Rome’s ex-Mattatoio (abattoir) complex is now an active site for cultural happenings and artistic events. Situated on the edge of the Tiber River in the recently gentrified and decidedly hip Testaccio neighbourhood, the MACRO Testaccio is an ideal site for a community of cultural experimentation.
Built between 1888 and 1891 by Gioacchino Ersoch, architect emeritus of the City of Rome, the pavilions of the Mattatoio illustrate the transition from classicism to modernity and provide an important historical example of the monumentality and rationale of turn-of-the-century industrial architecture.
For many years, Rome’s Mattatoio was considered among the most advanced industrial designs for the modernity of ingenuity of its organization and architectural tenacity. In 2003, two pavilions from within the Mattatoio complex, comprised of 105,000 square metres (43,000 of which are covered), were assigned to MACRO for use in the development and dissemination of Contemporary Art.

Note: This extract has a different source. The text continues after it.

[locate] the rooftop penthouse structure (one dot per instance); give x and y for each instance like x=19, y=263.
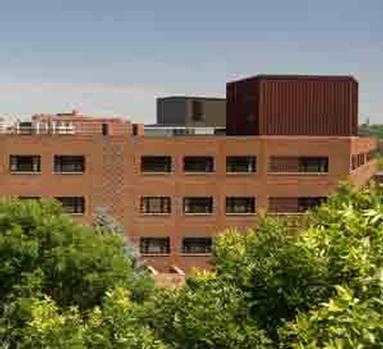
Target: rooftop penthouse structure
x=174, y=187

In keeping with the bistros, clubs, and nightspots that surround it, MACRO’s space at the Mattatoio is open from 4pm until midnight. The scope and layout of the space make it particularly conducive to grand multimedia explorations. In this context local, national, and international artists from the visual and other arts interact and generate a reconfiguration of the Arts through the fusion of different modes of creative expression.
Arousing a vast and diverse public, MACRO is a dynamic and progressive institution emerging as a multifaceted cultural polestar within which the value of contemporary artistic expression asserts itself.